Further to the fantasy history propounded by Mahmoud Abbas, here's Einat Wilf with the real story of how "Palestine" has been appropriated by the Arabs:

The land “from the river to the sea,” to use the now-ubiquitous slogan, has been known as Palestine only twice before. First, the Roman Emperor Hadrian used “Palestina” as a way of suppressing Jewish resistance to his imperial rule. Second, it was used under the British Mandate, which was entrusted to Britain with the purpose of “the establishment in Palestine of a national home for the Jewish people.”

In both cases, it was understood that “Palestine” simply denoted the territory where there had been, or would be, a Jewish homeland. This is why the League of Nations, in establishing the Mandate, did so to “give recognition to the historical connection of the Jewish people with Palestine,” thereby forming “the grounds for reconstituting the Jewish people’s national home in that country.” This is also why local organizations at the time freely used the word “Palestine” in connection to entirely Jewish entities: The Palestine Post, for instance, which later became The Jerusalem Post, or the Palestine Philharmonic, later the Israel Philharmonic.

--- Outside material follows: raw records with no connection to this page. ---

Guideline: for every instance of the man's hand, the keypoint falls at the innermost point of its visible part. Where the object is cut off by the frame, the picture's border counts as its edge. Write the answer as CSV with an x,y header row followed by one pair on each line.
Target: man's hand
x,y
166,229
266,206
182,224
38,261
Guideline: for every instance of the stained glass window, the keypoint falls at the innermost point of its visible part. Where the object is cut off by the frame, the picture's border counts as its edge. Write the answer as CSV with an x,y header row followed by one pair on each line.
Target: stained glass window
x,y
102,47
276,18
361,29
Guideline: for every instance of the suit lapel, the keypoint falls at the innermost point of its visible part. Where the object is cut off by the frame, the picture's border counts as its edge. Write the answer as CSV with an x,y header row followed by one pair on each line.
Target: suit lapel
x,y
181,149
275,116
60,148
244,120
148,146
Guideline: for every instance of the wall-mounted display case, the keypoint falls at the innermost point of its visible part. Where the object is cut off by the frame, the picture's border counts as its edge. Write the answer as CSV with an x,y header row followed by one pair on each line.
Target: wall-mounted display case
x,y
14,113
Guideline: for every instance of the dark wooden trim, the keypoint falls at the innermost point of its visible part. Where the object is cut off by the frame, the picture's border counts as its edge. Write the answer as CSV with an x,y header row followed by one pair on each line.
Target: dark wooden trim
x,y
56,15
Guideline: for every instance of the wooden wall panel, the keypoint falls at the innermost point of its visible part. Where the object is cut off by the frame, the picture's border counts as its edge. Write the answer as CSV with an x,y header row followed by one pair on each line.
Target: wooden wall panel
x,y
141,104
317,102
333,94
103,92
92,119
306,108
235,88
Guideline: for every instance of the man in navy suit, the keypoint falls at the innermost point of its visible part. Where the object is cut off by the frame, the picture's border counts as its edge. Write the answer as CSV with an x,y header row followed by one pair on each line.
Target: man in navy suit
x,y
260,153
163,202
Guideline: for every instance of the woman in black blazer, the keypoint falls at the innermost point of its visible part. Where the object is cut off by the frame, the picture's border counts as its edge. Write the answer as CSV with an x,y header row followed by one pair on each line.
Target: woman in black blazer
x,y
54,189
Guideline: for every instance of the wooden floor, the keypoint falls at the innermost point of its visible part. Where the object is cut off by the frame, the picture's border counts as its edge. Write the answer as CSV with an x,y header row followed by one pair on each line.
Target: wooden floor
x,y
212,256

Football associations with players bearing names such as Kastenbaum, Friedmann, Nudelman, and Kraus, as well as coins, bore the name Palestine (but always with a mention of “Eretz Israel,” the Land of Israel).

Nor was that all. The Mandate gave Britain the option to separate the territory east of the River Jordan out of the area mandated for a Jewish home. What became Transjordan, and later Jordan, was forbidden to Jewish settlement. The remaining areas are, fantastically, now called “historic Palestine.” As Shany and I observed, “they are ‘historic’ only insofar as they lasted for barely three decades, were governed by a European superpower, and delimited as the future national home for the Jewish people.”

With independence, the Jewish people then did what every self-respecting nation that achieved independence did in the world at the same time. They shed the colonial name given to their territory (Siam, Gold Coast, Ceylon, Rhodesia, and, yes, Palestine) and replaced it with one rooted in its own culture, geography, and history: Israel.

It was only after Israel declared independence, and especially in the 1960s and ’70s, that the Arabs of the land increasingly appropriated the name Palestine to indicate an Arab identity that possesses the sole exclusive “indigenous” claim to any land controlled by sovereign Jews. In doing so, they inverted and erased two millennia of customary association of the land with the Jews and their history, thereby turning the Jews, whose continuous historical, cultural, and religious connection to the land was never previously questioned, into the “foreign interlopers” in an Arab land to which they have no connection. At the end of this process, the associated meanings of the word “Palestine,” of a history and connection of one people to one land (the Jews to Eretz Israel) were thereby transferred to those who have newly taken the name: the Arabs.